= Brian O'Flaherty =

New Zealand horse-racing and equestrian journalist and administrator

Brian Desmond O'Flaherty (born Wellington 1 November 1938) is a New Zealand horse-racing and equestrian journalist, television equestrian sports commentator and equestrian sports administrator. He was executive director of the NZ Thoroughbred Breeders' Association until 1996.

==Early life==
O'Flaherty was educated at St Peter's College, Auckland and Opotiki College.

==Career==
He was a journalist for 33 years in Auckland, Bay of Plenty, Wellington and Manawatu. He worked for The Dominion for 20 years, with 13 years as Racing Editor.

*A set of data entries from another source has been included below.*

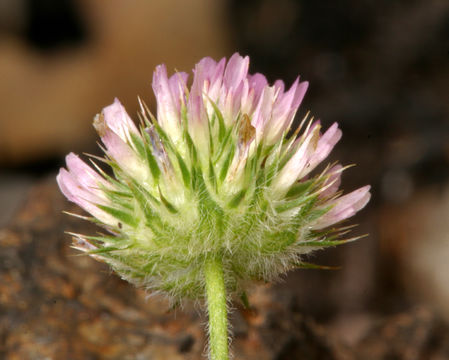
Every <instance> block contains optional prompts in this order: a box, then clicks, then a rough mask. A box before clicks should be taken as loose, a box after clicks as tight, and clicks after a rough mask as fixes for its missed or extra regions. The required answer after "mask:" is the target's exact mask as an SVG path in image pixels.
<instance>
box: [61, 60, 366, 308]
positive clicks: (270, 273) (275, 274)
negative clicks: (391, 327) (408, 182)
mask: <svg viewBox="0 0 449 360" xmlns="http://www.w3.org/2000/svg"><path fill="white" fill-rule="evenodd" d="M248 65H249V59H248V57H241V56H240V55H238V54H234V55H233V56H232V57H231V58H230V60H229V61H228V63H227V64H226V60H225V59H222V60H221V61H219V62H218V63H217V62H215V61H214V60H212V59H211V58H204V59H202V60H201V61H200V62H199V63H198V64H197V65H196V66H195V69H194V78H193V83H192V86H191V88H190V90H189V89H188V87H187V74H186V73H183V72H177V73H175V74H174V75H172V76H171V77H167V71H166V68H165V66H164V65H160V66H158V67H156V70H155V72H154V77H153V90H154V93H155V95H156V100H157V118H155V117H154V116H152V115H151V113H150V112H149V111H148V109H147V108H146V107H145V106H144V105H143V104H142V103H141V112H140V114H139V115H140V119H141V126H140V129H138V128H137V127H136V126H135V125H134V123H133V121H132V120H131V119H130V117H129V116H128V114H127V113H126V111H125V109H124V108H123V107H122V105H121V104H120V102H119V101H118V100H115V102H114V103H113V104H112V105H110V106H108V107H106V108H105V109H103V111H102V113H101V114H99V115H97V116H96V118H95V120H94V126H95V128H96V130H97V131H98V133H99V135H100V137H101V140H102V142H103V144H104V146H105V149H104V150H105V153H106V158H105V159H104V161H105V162H106V163H107V164H109V165H110V167H111V168H112V170H113V176H109V175H107V174H106V173H104V172H103V171H102V170H101V169H100V168H99V167H97V166H96V165H95V164H94V163H93V162H92V164H93V165H94V167H95V169H96V170H94V169H93V168H92V167H90V166H88V165H87V164H86V163H84V162H83V161H82V160H81V159H80V158H78V156H76V155H74V154H69V155H68V156H67V158H66V163H67V169H68V171H67V170H66V169H64V168H63V169H61V170H60V172H59V175H58V177H57V181H58V184H59V186H60V189H61V191H62V192H63V193H64V195H65V196H66V197H67V198H68V199H69V200H71V201H73V202H74V203H76V204H78V205H79V206H80V207H82V208H83V209H84V210H86V211H87V212H89V213H90V214H91V215H92V216H93V217H92V218H90V219H91V220H93V221H95V222H97V223H98V224H100V225H101V226H102V227H103V228H105V229H106V230H107V232H108V233H106V234H100V235H98V236H86V235H80V234H72V235H73V237H74V238H73V239H74V247H75V248H77V249H79V250H82V251H85V252H86V253H88V254H91V255H92V256H93V257H95V258H97V259H100V260H103V261H105V262H107V263H108V264H109V265H111V266H112V268H113V269H114V270H115V271H116V272H117V273H118V274H120V275H121V276H122V277H123V278H124V279H126V280H128V281H130V282H132V283H134V284H136V285H139V286H144V287H145V288H147V289H150V290H153V291H160V292H163V293H165V294H167V295H169V296H170V297H171V299H172V300H174V301H179V300H180V299H182V298H184V297H187V298H193V299H197V298H202V297H204V276H203V265H204V262H205V259H207V258H208V257H216V256H219V257H220V258H221V259H222V262H223V267H224V276H225V283H226V287H227V291H228V292H230V293H234V294H236V293H237V294H241V293H242V292H243V291H244V288H245V286H246V284H247V283H248V282H249V281H250V280H264V281H269V280H272V279H274V278H276V277H277V276H279V274H282V273H284V272H286V271H287V270H289V269H292V268H295V267H298V266H301V265H303V266H308V264H306V263H303V262H302V258H301V255H303V254H306V253H308V252H310V251H311V250H314V249H317V248H322V247H326V246H333V245H338V244H341V243H343V242H345V241H347V240H341V236H342V235H343V234H344V233H345V232H346V231H345V229H344V228H340V229H338V228H330V226H331V225H333V224H336V223H339V222H341V221H343V220H345V219H347V218H348V217H350V216H352V215H354V214H355V213H356V212H357V211H358V210H360V209H361V208H362V207H364V206H365V204H366V203H367V202H368V200H369V198H370V193H369V186H365V187H362V188H360V189H358V190H356V191H354V192H351V193H349V194H347V195H344V196H341V192H339V191H338V187H339V185H340V176H341V173H342V171H343V167H342V166H340V165H338V164H337V165H333V166H328V167H326V168H325V169H321V172H319V173H318V172H312V171H314V170H315V168H316V167H317V165H319V164H320V163H321V162H322V161H323V160H324V159H325V158H326V157H327V156H328V154H329V153H330V151H331V150H332V148H333V147H334V145H335V144H336V143H337V142H338V140H339V139H340V137H341V131H340V130H339V129H338V126H337V124H333V125H332V126H331V127H330V128H329V129H328V130H327V131H326V132H325V133H324V134H321V133H320V129H321V126H320V123H319V122H318V121H317V122H312V121H309V122H307V121H303V122H302V125H303V126H300V128H301V127H302V128H303V130H302V133H301V134H300V128H298V129H297V130H296V131H295V132H294V133H293V134H292V135H291V136H289V130H290V127H291V125H292V123H293V119H294V117H295V113H296V111H297V109H298V107H299V105H300V103H301V101H302V99H303V97H304V94H305V92H306V90H307V86H308V83H307V82H299V78H298V79H297V80H296V81H295V82H294V83H293V85H292V86H291V87H290V89H289V90H287V91H286V90H285V89H284V83H283V82H282V81H280V80H278V81H276V82H275V83H274V85H273V86H270V85H268V83H267V80H266V78H265V77H264V76H263V75H261V74H254V75H250V74H248Z"/></svg>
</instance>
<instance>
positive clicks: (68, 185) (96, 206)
mask: <svg viewBox="0 0 449 360" xmlns="http://www.w3.org/2000/svg"><path fill="white" fill-rule="evenodd" d="M56 181H57V183H58V185H59V188H60V189H61V192H62V193H63V194H64V196H65V197H66V198H67V199H68V200H70V201H71V202H74V203H75V204H77V205H78V206H80V207H81V208H83V209H84V210H85V211H87V212H88V213H90V214H91V215H92V216H94V217H95V218H97V219H99V220H100V221H102V222H104V223H105V224H109V225H114V224H116V221H115V220H114V218H113V217H111V216H110V215H108V214H106V213H105V212H104V211H102V210H100V209H99V208H98V207H97V206H96V205H95V204H102V205H107V203H106V202H105V201H104V199H102V198H101V197H99V196H97V195H96V194H95V192H92V191H89V190H88V189H86V188H84V187H83V186H82V185H81V184H80V183H78V182H77V181H76V179H75V178H74V177H73V176H72V174H71V173H69V172H68V171H67V170H66V169H64V168H62V169H60V170H59V174H58V176H57V177H56Z"/></svg>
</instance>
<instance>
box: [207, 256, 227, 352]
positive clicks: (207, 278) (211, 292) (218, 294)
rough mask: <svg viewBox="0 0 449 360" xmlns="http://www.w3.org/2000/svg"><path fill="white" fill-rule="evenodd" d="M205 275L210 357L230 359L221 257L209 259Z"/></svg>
mask: <svg viewBox="0 0 449 360" xmlns="http://www.w3.org/2000/svg"><path fill="white" fill-rule="evenodd" d="M204 275H205V278H206V295H207V310H208V314H209V348H210V353H209V357H210V359H211V360H228V359H229V357H228V315H227V311H226V289H225V284H224V276H223V263H222V261H221V259H220V258H209V259H207V260H206V263H205V265H204Z"/></svg>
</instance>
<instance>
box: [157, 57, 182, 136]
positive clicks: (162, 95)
mask: <svg viewBox="0 0 449 360" xmlns="http://www.w3.org/2000/svg"><path fill="white" fill-rule="evenodd" d="M175 75H176V74H175ZM182 81H183V75H179V76H178V79H176V77H175V78H173V80H172V81H171V83H169V80H168V77H167V69H166V67H165V65H158V66H156V69H155V71H154V74H153V83H152V86H153V91H154V95H155V96H156V101H157V119H158V122H159V124H160V125H161V127H162V128H163V129H164V130H165V131H166V132H167V133H169V134H171V135H172V136H173V137H179V136H180V133H181V130H180V126H181V115H180V111H179V105H178V104H180V101H181V99H179V98H178V101H175V100H174V96H173V93H172V89H173V87H174V86H175V85H178V87H179V86H180V85H182ZM176 82H177V84H176ZM176 92H177V94H176V96H177V95H179V94H180V91H179V90H177V91H176Z"/></svg>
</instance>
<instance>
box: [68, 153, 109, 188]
mask: <svg viewBox="0 0 449 360" xmlns="http://www.w3.org/2000/svg"><path fill="white" fill-rule="evenodd" d="M65 161H66V164H67V168H68V170H69V172H70V173H71V174H72V176H74V178H75V179H76V181H78V182H79V183H80V184H81V185H82V186H83V187H85V188H92V189H98V188H99V186H100V185H103V186H105V187H108V186H109V183H108V182H107V181H106V180H105V179H104V178H103V177H101V176H100V175H99V174H98V173H97V172H96V171H95V170H93V169H92V168H91V167H90V166H88V165H87V164H86V163H85V162H84V161H82V160H81V159H80V158H79V157H78V155H75V154H74V153H70V154H68V155H67V156H66V158H65Z"/></svg>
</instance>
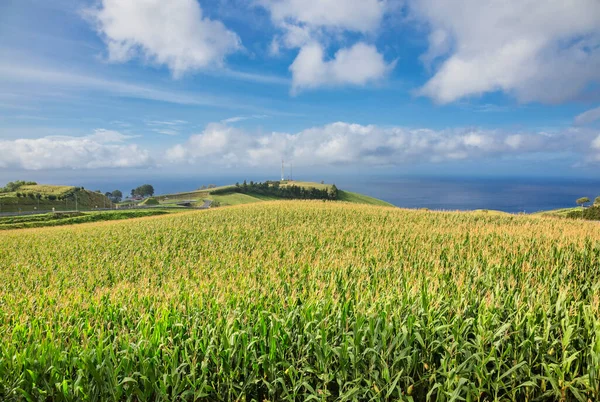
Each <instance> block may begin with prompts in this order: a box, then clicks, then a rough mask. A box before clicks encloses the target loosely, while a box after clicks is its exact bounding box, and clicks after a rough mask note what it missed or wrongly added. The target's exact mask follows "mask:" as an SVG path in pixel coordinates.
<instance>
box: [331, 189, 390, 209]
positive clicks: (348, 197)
mask: <svg viewBox="0 0 600 402" xmlns="http://www.w3.org/2000/svg"><path fill="white" fill-rule="evenodd" d="M338 198H339V200H340V201H346V202H352V203H356V204H368V205H379V206H384V207H393V205H392V204H390V203H388V202H385V201H383V200H379V199H377V198H373V197H369V196H367V195H363V194H358V193H352V192H350V191H343V190H338Z"/></svg>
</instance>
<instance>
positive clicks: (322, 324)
mask: <svg viewBox="0 0 600 402" xmlns="http://www.w3.org/2000/svg"><path fill="white" fill-rule="evenodd" d="M599 265H600V229H599V228H598V225H597V224H596V223H592V222H582V221H575V220H559V219H553V218H545V217H539V216H537V217H529V216H510V215H496V214H487V213H477V214H474V213H449V212H428V211H419V210H403V209H400V208H385V207H377V206H369V205H358V204H350V203H343V202H322V201H286V202H281V201H272V202H262V203H259V202H256V203H253V204H247V205H238V206H233V207H230V208H216V209H211V210H205V211H189V212H182V213H179V214H174V215H164V216H157V217H150V218H142V219H138V220H129V221H118V222H117V221H115V222H103V223H91V224H85V225H78V226H71V227H62V228H61V227H56V228H43V229H25V230H14V231H6V232H0V266H2V267H3V269H1V270H0V284H2V285H1V286H0V306H2V308H1V309H0V318H1V319H0V345H2V347H1V348H0V400H12V399H13V398H14V395H15V394H14V393H15V392H18V396H19V397H18V398H22V399H23V400H80V399H83V400H136V401H153V400H211V401H212V400H231V401H233V400H240V401H241V400H248V401H250V400H256V401H264V400H269V401H301V400H302V401H303V400H318V401H352V400H356V401H368V400H372V401H381V400H385V401H397V400H406V401H411V400H414V401H425V400H430V401H450V400H466V401H469V400H471V401H477V400H479V401H486V400H498V401H504V400H512V401H527V400H530V401H533V400H540V401H542V400H543V401H551V400H564V401H571V400H582V401H587V400H590V401H596V400H600V387H599V384H600V373H599V371H598V369H597V368H598V367H600V300H599V299H598V294H600V271H598V269H597V267H598V266H599ZM15 278H17V279H15ZM15 390H17V391H15ZM18 398H17V399H18Z"/></svg>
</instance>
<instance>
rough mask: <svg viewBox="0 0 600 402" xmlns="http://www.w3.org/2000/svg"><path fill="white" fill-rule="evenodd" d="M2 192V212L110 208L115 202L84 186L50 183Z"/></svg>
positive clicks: (15, 211) (0, 207)
mask: <svg viewBox="0 0 600 402" xmlns="http://www.w3.org/2000/svg"><path fill="white" fill-rule="evenodd" d="M3 190H4V191H5V192H0V212H18V211H22V212H29V211H36V210H37V211H50V210H52V208H54V209H55V210H56V211H72V210H75V209H76V208H77V209H79V210H92V209H96V208H110V207H112V206H113V203H112V202H111V201H110V200H109V199H108V198H107V197H106V196H105V195H104V194H100V193H96V192H93V191H89V190H85V189H84V188H82V187H74V186H54V185H48V184H28V185H21V186H19V187H18V188H16V189H14V191H6V189H3Z"/></svg>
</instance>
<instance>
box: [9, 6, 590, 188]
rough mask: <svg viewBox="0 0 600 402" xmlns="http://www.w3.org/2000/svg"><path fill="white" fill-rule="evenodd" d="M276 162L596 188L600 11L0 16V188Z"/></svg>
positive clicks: (11, 15)
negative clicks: (42, 182)
mask: <svg viewBox="0 0 600 402" xmlns="http://www.w3.org/2000/svg"><path fill="white" fill-rule="evenodd" d="M281 158H285V159H286V160H287V161H290V162H292V163H294V165H295V166H296V170H297V171H299V172H305V175H306V176H309V178H310V175H311V174H313V173H314V172H322V171H328V172H332V171H333V172H337V173H339V174H344V173H346V174H356V172H377V173H381V174H436V173H437V174H441V175H457V176H477V175H496V176H511V175H512V176H527V175H532V176H563V177H582V176H586V177H595V176H597V175H596V172H597V169H598V166H599V165H600V3H598V2H597V0H573V1H571V2H568V4H567V3H566V2H564V1H559V0H550V1H548V2H545V3H542V2H539V1H521V0H519V1H517V0H510V1H509V0H507V1H502V2H499V1H497V0H477V1H476V0H457V1H456V2H447V3H439V2H435V1H433V0H302V1H300V0H211V1H206V0H200V1H196V0H172V1H162V0H98V1H75V0H54V1H52V2H50V1H45V0H4V1H2V2H1V3H0V182H3V181H8V180H11V179H17V178H25V179H26V178H42V179H44V180H45V181H48V180H52V181H57V182H60V181H61V180H67V179H69V178H72V177H73V175H74V172H75V174H76V175H79V176H82V177H83V176H89V177H92V176H93V177H97V176H100V175H105V176H107V175H108V176H112V177H116V176H123V175H129V176H131V175H137V176H140V177H144V176H148V175H157V174H160V175H164V176H165V177H169V176H177V175H181V174H188V175H189V174H192V173H193V172H200V171H201V172H202V174H204V175H211V174H215V175H217V174H221V175H223V174H227V175H230V176H236V175H238V172H243V174H244V175H248V174H256V175H258V176H260V177H263V176H265V174H267V172H273V171H276V169H277V166H278V165H279V163H280V160H281ZM240 174H241V173H240ZM69 180H72V179H69Z"/></svg>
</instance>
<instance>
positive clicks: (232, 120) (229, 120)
mask: <svg viewBox="0 0 600 402" xmlns="http://www.w3.org/2000/svg"><path fill="white" fill-rule="evenodd" d="M265 117H268V116H267V115H266V114H254V115H252V116H233V117H229V118H227V119H223V120H221V123H224V124H231V123H237V122H239V121H244V120H251V119H264V118H265Z"/></svg>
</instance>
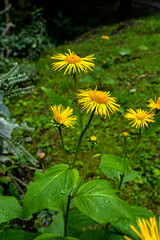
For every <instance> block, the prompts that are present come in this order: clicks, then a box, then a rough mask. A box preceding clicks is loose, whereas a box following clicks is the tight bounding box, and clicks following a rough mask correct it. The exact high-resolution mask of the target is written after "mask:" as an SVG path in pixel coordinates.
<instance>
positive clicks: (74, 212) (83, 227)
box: [68, 208, 96, 229]
mask: <svg viewBox="0 0 160 240" xmlns="http://www.w3.org/2000/svg"><path fill="white" fill-rule="evenodd" d="M94 224H96V222H95V221H94V220H93V219H91V218H89V217H87V216H86V215H84V214H83V213H82V212H81V211H80V210H79V209H78V208H75V209H73V210H72V211H70V212H69V217H68V226H69V227H72V228H77V229H82V228H86V227H89V226H92V225H94Z"/></svg>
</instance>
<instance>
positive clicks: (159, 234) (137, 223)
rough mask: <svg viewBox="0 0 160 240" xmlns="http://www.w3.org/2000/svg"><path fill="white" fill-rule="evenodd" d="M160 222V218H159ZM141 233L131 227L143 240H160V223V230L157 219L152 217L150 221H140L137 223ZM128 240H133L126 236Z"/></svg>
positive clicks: (140, 220) (131, 225) (134, 227)
mask: <svg viewBox="0 0 160 240" xmlns="http://www.w3.org/2000/svg"><path fill="white" fill-rule="evenodd" d="M159 221H160V218H159ZM137 224H138V227H139V229H140V232H138V231H137V229H136V228H135V227H134V226H132V225H130V227H131V228H132V230H133V231H134V232H135V233H136V234H137V235H138V236H139V237H140V239H141V240H160V223H159V229H158V226H157V222H156V219H155V217H151V218H150V219H149V221H148V220H147V219H144V218H143V219H142V220H141V219H140V218H139V219H138V221H137ZM124 237H125V239H126V240H132V239H131V238H128V237H127V236H124Z"/></svg>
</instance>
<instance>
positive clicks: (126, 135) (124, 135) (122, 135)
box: [122, 132, 130, 138]
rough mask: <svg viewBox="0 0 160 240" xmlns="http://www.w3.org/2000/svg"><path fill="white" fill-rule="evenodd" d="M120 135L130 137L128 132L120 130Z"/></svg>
mask: <svg viewBox="0 0 160 240" xmlns="http://www.w3.org/2000/svg"><path fill="white" fill-rule="evenodd" d="M122 137H123V138H127V137H130V134H129V133H128V132H122Z"/></svg>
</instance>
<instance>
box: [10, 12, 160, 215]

He was commentator for TVNZ for equestrian events at the 1984 Los Angeles Olympic Games (where he excitedly called "that's Todd for two, and two for Todd!"), the 1988 Seoul Olympic Games, the 1992 Barcelona Olympic Games and the 2000 Sydney Olympic Games. O'Flaherty had important roles with horse racing and other equestrian organisations and he was executive director of the NZ Thoroughbred Breeders' Association from 1988 to 1996. He was instrumental in the setting up the Ministerial inquiry into race betting systems which led to the Racing Industry Board replacing the Racing Authority. He launched the inward-buyer programme to halt a slide in sale prices for horses.